Ela foi internada em uma unidade psiquiátrica em Peterborough um ano antes da onda de assassinatos, onde foi diagnosticada com uma série de distúrbios e psicopatia. Ela alegou sofrer de depressão e tinha uma história de auto-flagelação.

Seu abdomen tinha várias cicatrizes, pois Joanna se cortava com lâminas de barbear. As cicatrizes podem serem vistas em fotos que ela tirou antes de sua farra de esfaqueamento final, em Hereford, as quais ela comparou ao último posto de Bonnie e Clyde, que foram mortos a tiro pela polícia depois de matar nove pessoas.

 

cicatrizes na barriga

cicatrizes na barriga

O juiz disse no julgamento que todo o período de condenação foi merecido, porque cada um dos três assassinatos envolveu graus substanciais de premeditação ou planejamento.

Spencer disse que Joanna Dennehy tinha um transtorno de personalidade e tinha sido diagnosticada com sadomasoquismo, uma condição em que a excitação sexual é derivado de dor e humilhação.
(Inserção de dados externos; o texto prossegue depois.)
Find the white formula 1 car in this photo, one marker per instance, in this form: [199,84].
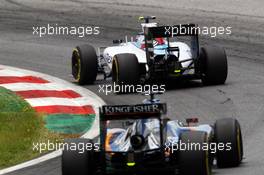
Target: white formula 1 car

Ele disse que ela também não dispunha da faixa normal de emoções humanas.

Seu cúmplice Gary “Stretch” Richards foi condenado à prisão perpétua, com um prazo mínimo de 19 anos, por ajudar Joanna Dennehy despejar todos os três corpos em valas e por seu papel nas duas tentativas de homicídio. Ele dirigiu o carro enquanto Joanna vasculhava Hereford à procura de homens para atacar.

Leslie Layton foi condenado a 14 anos, e um terceiro cúmplice, Robert Moore, de 55 anos, que admitiu que ajudou um infrator, recebeu três anos.

A esposa de Kevin Lee, Christina disse: “Nós sentimos que Joanna Dennehy fez lavagem cerebral em Kevin, levando-o a tomar uma decisão ruim, e ele pagou por isso com a sua vida.”

Robin Bereza disse que ele se tornou um homem mudado após o ataque aleatório de Joanna Dennehy. O bombeiro aposentado disse: “Eu não estou tão confiante como eu costumava ser – eu estou mais tranqüilo e não no meu estado normal.”

 

Durante o julgamento Joanna riu

Durante o julgamento Joanna riu

~ por Vodevil em 9 de março de 2015.